Notwithstanding, from the middle of the 1960s onward, the UN General Assembly began adopting resolutions to strengthen the Geneva Protocol, which eventually gave way to the negotiation of the BTWC and CWC. It also established a foundation for the UN Secretary General to set up an independent mechanism to investigate alleged CBW use in the 1980s. Finally, the 1998 Rome Statute of the International Criminal Court adopted the Protocol’s wording on asphyxiating gases, thus elevating the use of toxicants as a method of warfare in both internal and international armed conflicts to a war crime. Today, the Geneva Protocol numbers 138 parties, and is therefore the fourth most successful weapon control agreement after the NPT, the CWC and the BTWC.
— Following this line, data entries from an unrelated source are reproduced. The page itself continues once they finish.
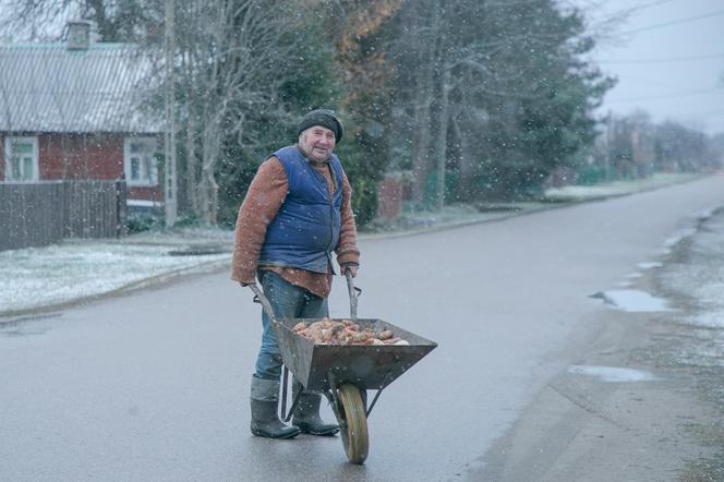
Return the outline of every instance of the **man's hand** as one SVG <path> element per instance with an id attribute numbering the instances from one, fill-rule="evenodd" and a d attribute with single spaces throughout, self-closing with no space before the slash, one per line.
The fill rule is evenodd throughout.
<path id="1" fill-rule="evenodd" d="M 352 278 L 357 276 L 357 270 L 360 267 L 357 263 L 346 263 L 345 266 L 342 266 L 342 275 L 346 274 L 348 270 L 352 275 Z"/>

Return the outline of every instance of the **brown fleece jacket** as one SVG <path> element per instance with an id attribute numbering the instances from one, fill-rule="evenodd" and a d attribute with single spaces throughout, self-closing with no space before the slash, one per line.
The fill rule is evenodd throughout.
<path id="1" fill-rule="evenodd" d="M 312 164 L 324 176 L 329 191 L 334 191 L 333 177 L 327 164 Z M 339 265 L 360 262 L 357 248 L 357 227 L 350 204 L 352 189 L 347 176 L 343 176 L 341 230 L 339 243 L 335 249 Z M 253 284 L 257 269 L 270 269 L 278 273 L 287 281 L 300 286 L 310 292 L 326 298 L 331 290 L 331 267 L 329 273 L 312 273 L 305 269 L 278 266 L 260 266 L 258 255 L 266 237 L 266 229 L 275 218 L 287 197 L 289 185 L 287 173 L 279 159 L 275 156 L 260 166 L 252 180 L 246 197 L 239 208 L 237 230 L 231 263 L 231 279 L 243 285 Z"/>

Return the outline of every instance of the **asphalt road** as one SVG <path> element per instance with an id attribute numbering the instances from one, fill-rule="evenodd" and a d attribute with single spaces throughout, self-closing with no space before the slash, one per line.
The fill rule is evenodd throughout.
<path id="1" fill-rule="evenodd" d="M 251 436 L 260 308 L 226 272 L 5 323 L 0 480 L 475 479 L 608 313 L 590 294 L 655 261 L 667 239 L 721 205 L 717 176 L 364 241 L 360 317 L 439 345 L 382 394 L 364 466 L 347 463 L 338 436 Z M 331 309 L 348 313 L 341 280 Z"/>

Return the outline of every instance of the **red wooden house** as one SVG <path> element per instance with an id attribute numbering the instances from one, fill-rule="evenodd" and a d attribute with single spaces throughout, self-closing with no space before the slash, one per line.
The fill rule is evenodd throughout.
<path id="1" fill-rule="evenodd" d="M 129 204 L 164 200 L 162 123 L 146 108 L 150 63 L 130 44 L 0 46 L 0 180 L 124 179 Z"/>

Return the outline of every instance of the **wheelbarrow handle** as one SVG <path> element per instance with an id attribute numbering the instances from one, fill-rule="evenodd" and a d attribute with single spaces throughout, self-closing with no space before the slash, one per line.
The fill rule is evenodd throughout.
<path id="1" fill-rule="evenodd" d="M 354 286 L 354 279 L 352 278 L 352 272 L 347 268 L 345 269 L 345 278 L 347 278 L 347 290 L 349 291 L 349 314 L 352 321 L 357 320 L 357 299 L 362 294 L 362 290 Z"/>
<path id="2" fill-rule="evenodd" d="M 352 320 L 357 320 L 357 298 L 360 296 L 360 293 L 362 293 L 362 290 L 354 286 L 354 281 L 352 280 L 352 273 L 349 269 L 345 270 L 345 277 L 347 278 L 347 289 L 349 290 L 350 317 Z M 254 293 L 254 302 L 262 303 L 262 309 L 269 317 L 269 320 L 276 322 L 277 318 L 274 315 L 274 309 L 272 308 L 272 303 L 269 302 L 269 299 L 266 298 L 266 296 L 258 287 L 258 285 L 253 284 L 248 286 Z"/>
<path id="3" fill-rule="evenodd" d="M 254 303 L 262 303 L 262 309 L 269 317 L 269 320 L 276 322 L 277 318 L 274 316 L 274 309 L 272 308 L 272 303 L 269 303 L 269 300 L 264 296 L 264 292 L 262 292 L 262 289 L 258 287 L 258 285 L 249 285 L 249 288 L 251 288 L 251 290 L 254 292 Z"/>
These achievements—the gradual strengthening of the norm against CBW use in any type of armed conflict and ultimately disarmament—grew out of insights gained during a mere seven weeks in 1925. The diplomats immediately acted upon the most important one: without an overarching ban on CBW use, there could not be any restriction of other types of activities relating to chemical or biological weapons.
In 1926, the League of Nations began with the preparations for a general disarmament treaty. While they had laid the foundation to develop further restrictions on CBW, delegates would now have to resolve the dual-use dilemma. By the end of 1932 they came up with a solution that would eventually become the cornerstone of both the BTWC and CWC. This will be the subject of the second part of this series on the Geneva Protocol.
Sources consulted
‘A Treaty Between the Same Powers, in Relation to the Use of Submarines and Noxious Gases in Warfare’, American Journal of International Law, Vol. 16, No. 2, Supplement: Official Documents (April 1922), pp. 57–60.
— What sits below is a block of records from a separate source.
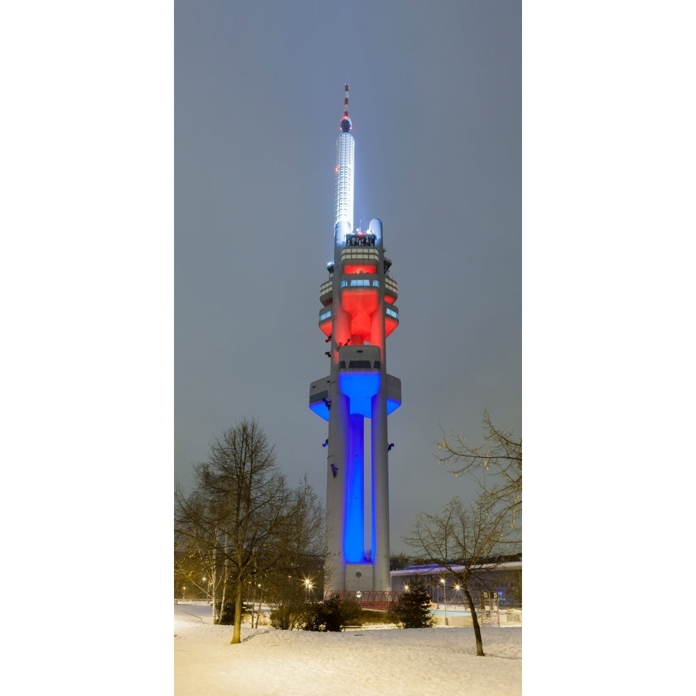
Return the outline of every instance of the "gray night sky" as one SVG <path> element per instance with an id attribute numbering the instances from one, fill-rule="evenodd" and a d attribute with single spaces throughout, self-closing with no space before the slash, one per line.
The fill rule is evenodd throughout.
<path id="1" fill-rule="evenodd" d="M 388 371 L 391 550 L 470 482 L 440 431 L 521 436 L 521 8 L 489 1 L 175 4 L 175 476 L 242 418 L 325 494 L 317 326 L 350 85 L 354 219 L 399 283 Z"/>

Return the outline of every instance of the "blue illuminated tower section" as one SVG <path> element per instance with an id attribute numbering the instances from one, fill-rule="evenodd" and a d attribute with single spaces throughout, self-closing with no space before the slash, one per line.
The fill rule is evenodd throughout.
<path id="1" fill-rule="evenodd" d="M 310 386 L 310 408 L 329 421 L 326 592 L 388 592 L 387 416 L 401 382 L 386 372 L 386 338 L 399 324 L 396 281 L 384 255 L 381 221 L 353 227 L 355 141 L 348 85 L 336 140 L 333 260 L 322 284 L 319 328 L 331 372 Z M 370 491 L 365 509 L 366 477 Z"/>

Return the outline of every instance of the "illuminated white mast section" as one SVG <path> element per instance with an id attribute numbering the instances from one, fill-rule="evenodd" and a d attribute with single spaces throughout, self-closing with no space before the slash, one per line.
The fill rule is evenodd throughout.
<path id="1" fill-rule="evenodd" d="M 345 86 L 343 103 L 341 134 L 336 139 L 336 210 L 333 229 L 335 232 L 340 229 L 343 234 L 349 234 L 353 231 L 353 158 L 355 141 L 350 134 L 352 125 L 348 116 L 348 85 Z M 339 240 L 337 239 L 336 241 Z"/>

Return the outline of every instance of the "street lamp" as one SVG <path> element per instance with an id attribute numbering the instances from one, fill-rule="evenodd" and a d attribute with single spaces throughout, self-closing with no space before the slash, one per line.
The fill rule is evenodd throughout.
<path id="1" fill-rule="evenodd" d="M 447 593 L 445 592 L 445 578 L 441 579 L 440 582 L 442 583 L 442 599 L 445 603 L 445 625 L 449 626 L 450 622 L 447 619 Z"/>
<path id="2" fill-rule="evenodd" d="M 314 585 L 313 584 L 312 580 L 308 578 L 305 580 L 305 589 L 307 590 L 307 601 L 309 601 L 310 592 L 313 587 Z"/>

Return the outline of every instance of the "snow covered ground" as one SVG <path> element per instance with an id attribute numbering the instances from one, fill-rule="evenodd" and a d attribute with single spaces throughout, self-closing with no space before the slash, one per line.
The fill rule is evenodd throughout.
<path id="1" fill-rule="evenodd" d="M 516 696 L 522 628 L 370 628 L 344 633 L 251 628 L 241 644 L 205 604 L 174 607 L 175 696 Z"/>

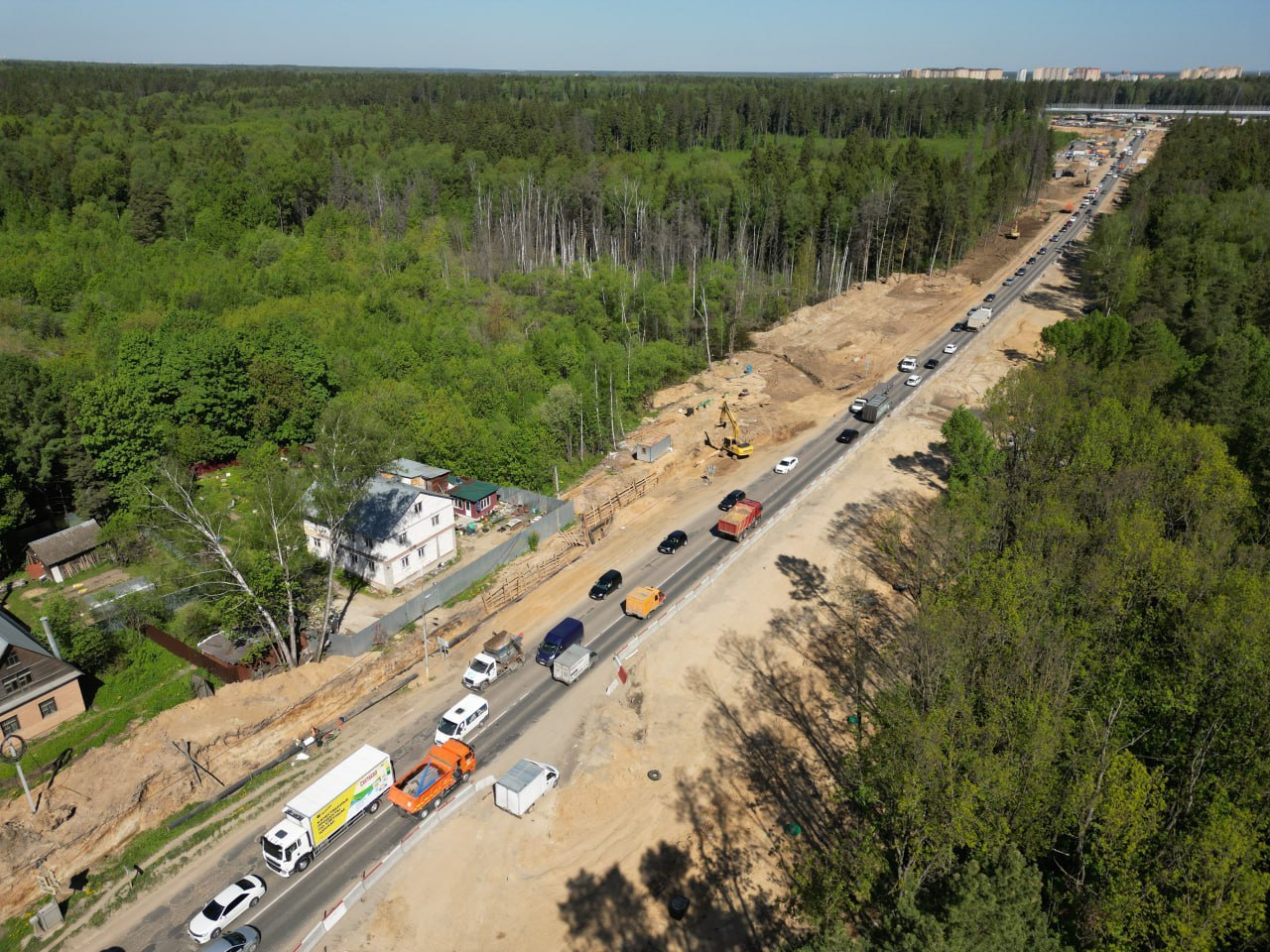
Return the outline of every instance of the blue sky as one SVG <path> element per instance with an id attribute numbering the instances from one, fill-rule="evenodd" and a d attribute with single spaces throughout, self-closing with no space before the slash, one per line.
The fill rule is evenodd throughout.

‘Convention for the Limitation of Armaments’, American Journal of International Law, Vol. 17, No. 2, Supplement: Official Documents (April 1923), pp. 114–17.
J. Goldblat, The Problem of Chemical and Biological Warfare. Volume IV: CB Disarmament Negotiations 1920-1970 (SIPRI and Almqvist & Wiksell: Stockholm, 1971).
League of Nations, Proceedings of the Conference for the Supervision of the International Trade in Arms and Ammunition and in Implements of War. Held at Geneva, May 4th to June 17th, 1925, September 1925.
UN Office for Disarmament Affairs, Protocol for the Prohibition of the Use in War of Asphyxiating, Poisonous or Other Gases, and of Bacteriological Methods of Warfare, Status of the Treaty.
J. P. Zanders, ‘The CWC in the context of the 1925 Geneva debates ‘, Nonproliferation Review, vol. 3, no. 3 (Spring–Summer 1996), pp. 38–45.